Die Tageszeitung „nd“ muss wegen finanzieller Probleme Stellen und Kioskverkäufe streichen

Am Samstagabend hat die Tageszeitung nd online bekanntgegeben, dass sie in einer großen finanziellen Krise steckt. Zuvor war die Ge­nos­s*in­nen­schaft in einer Versammlung über den aktuellen Stand informiert worden. Dort erklärte Geschäftsführer und Vorstandsmitglied Rouzbeh Taheri, dass ein Fehlbetrag von 635.000 Euro bestehe. Die Einnahmen hätten rund 400.000 Euro niedriger gelegen als geplant, die Ausgaben gleichzeitig etwa 200.000 Euro höher. Um mit dieser finanziellen Notlage umzugehen, sind laut dem Onlinebeitrag unterschiedliche Maßnahmen beschlossen. Unter anderem soll die gedruckte Wochentagsausgabe ab dem 1. August nicht mehr an Kiosken erhältlich sein, weil dort deutlich mehr Kosten als Einnahmen entstünden. Die Wochenendausgabe nd.DieWoche hingegen soll weiterhin am Kiosk ausliegen – aber über die gesamte Woche. Außerdem würden bis Ende 2023 vier Vollzeitstellen gestrichen, zwei davon in der Redaktion.

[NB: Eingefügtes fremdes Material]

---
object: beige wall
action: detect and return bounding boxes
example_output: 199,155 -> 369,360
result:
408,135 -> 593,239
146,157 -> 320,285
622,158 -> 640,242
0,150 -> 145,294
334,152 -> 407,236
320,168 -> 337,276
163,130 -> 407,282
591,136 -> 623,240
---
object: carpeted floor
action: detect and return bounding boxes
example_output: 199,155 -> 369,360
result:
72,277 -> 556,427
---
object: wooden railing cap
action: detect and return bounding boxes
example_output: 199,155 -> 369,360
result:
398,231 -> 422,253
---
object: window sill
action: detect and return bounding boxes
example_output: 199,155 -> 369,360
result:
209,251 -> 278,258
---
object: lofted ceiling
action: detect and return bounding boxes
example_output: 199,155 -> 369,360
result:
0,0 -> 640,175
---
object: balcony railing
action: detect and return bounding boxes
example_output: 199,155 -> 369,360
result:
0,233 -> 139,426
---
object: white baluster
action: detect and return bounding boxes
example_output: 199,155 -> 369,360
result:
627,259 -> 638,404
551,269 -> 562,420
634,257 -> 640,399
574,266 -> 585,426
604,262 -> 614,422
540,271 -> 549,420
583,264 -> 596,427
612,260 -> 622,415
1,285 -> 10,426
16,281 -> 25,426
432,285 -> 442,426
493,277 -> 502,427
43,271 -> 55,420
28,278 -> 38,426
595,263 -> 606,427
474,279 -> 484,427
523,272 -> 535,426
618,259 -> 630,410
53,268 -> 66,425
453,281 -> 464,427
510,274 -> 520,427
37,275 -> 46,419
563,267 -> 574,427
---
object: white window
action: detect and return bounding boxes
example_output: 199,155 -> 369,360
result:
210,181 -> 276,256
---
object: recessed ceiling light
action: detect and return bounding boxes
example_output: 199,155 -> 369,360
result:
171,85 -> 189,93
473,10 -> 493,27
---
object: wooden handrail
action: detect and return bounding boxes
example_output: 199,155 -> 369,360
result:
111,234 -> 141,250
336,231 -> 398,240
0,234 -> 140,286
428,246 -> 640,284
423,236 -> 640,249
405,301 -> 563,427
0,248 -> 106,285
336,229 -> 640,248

Eine Stellungnahme der Belegschaft, die bereits vor der Ge­nos­s*in­nen­ver­samm­lung geschrieben wurde, vergleicht die Situation mit der einer Bäckerei, die dichtmacht, weil die Menschen nur noch beim Backshop kaufen, und fährt dann fort: „Erst fanden es viele nicht wichtig, ein Online-Abo für das nd abzuschließen, und als das nd dann eingegangen war, vermissten nicht wenige eine tägliche Stimme, die Reichtum nicht als selbstverständlich betrachtet, Aufrüstung für gefährlich hält und die EU-Abschottung als menschenverachtend anklagt.“

Die Belegschaft, die bereits am Donnerstag von der Krise erfahren hat, geht in der Stellungnahme auf das „Wagnis der Genossenschaft“ ein, inklusive gestrichener Stellen. Zwar zeigt sie sich dazu bereit zu reflektieren, was in der Redaktion schiefgelaufen sein könnte, betont jedoch, dass die Klickzahlen in den letzten zwei Jahren gestiegen seien. Aber: „Zu viele, die uns lesen, zahlen nichts, zu wenig oder zu selten.“ Grund für die gestiegenen Kosten seien Inflation und Energiekrise. Darunter und unter stark erhöhten Papierpreisen leiden aktuell viele Medien. So erhöhte auch das nd in den letzten Jahren bereits mehrfach die Abopreise. Mit den angekündigten Maßnahmen und den gestrichenen Stellen, so die Hoffnung, könnten 2024 700.000 Euro eingespart werden. Einer weiteren Arbeitsverdichtung gegenüber zeigt sich die Belegschaft kritisch, die bereits durchgeführte habe „einen Preis“: längere Krankheiten und Abwanderungen zu besser bezahlten Jobs. Das nd, das aus Neues Deutschland hervorgegangen ist, wird seit dem 1. Januar 2022 von der Ge­nos­s*in­nen­schaft herausgegeben. (jdo)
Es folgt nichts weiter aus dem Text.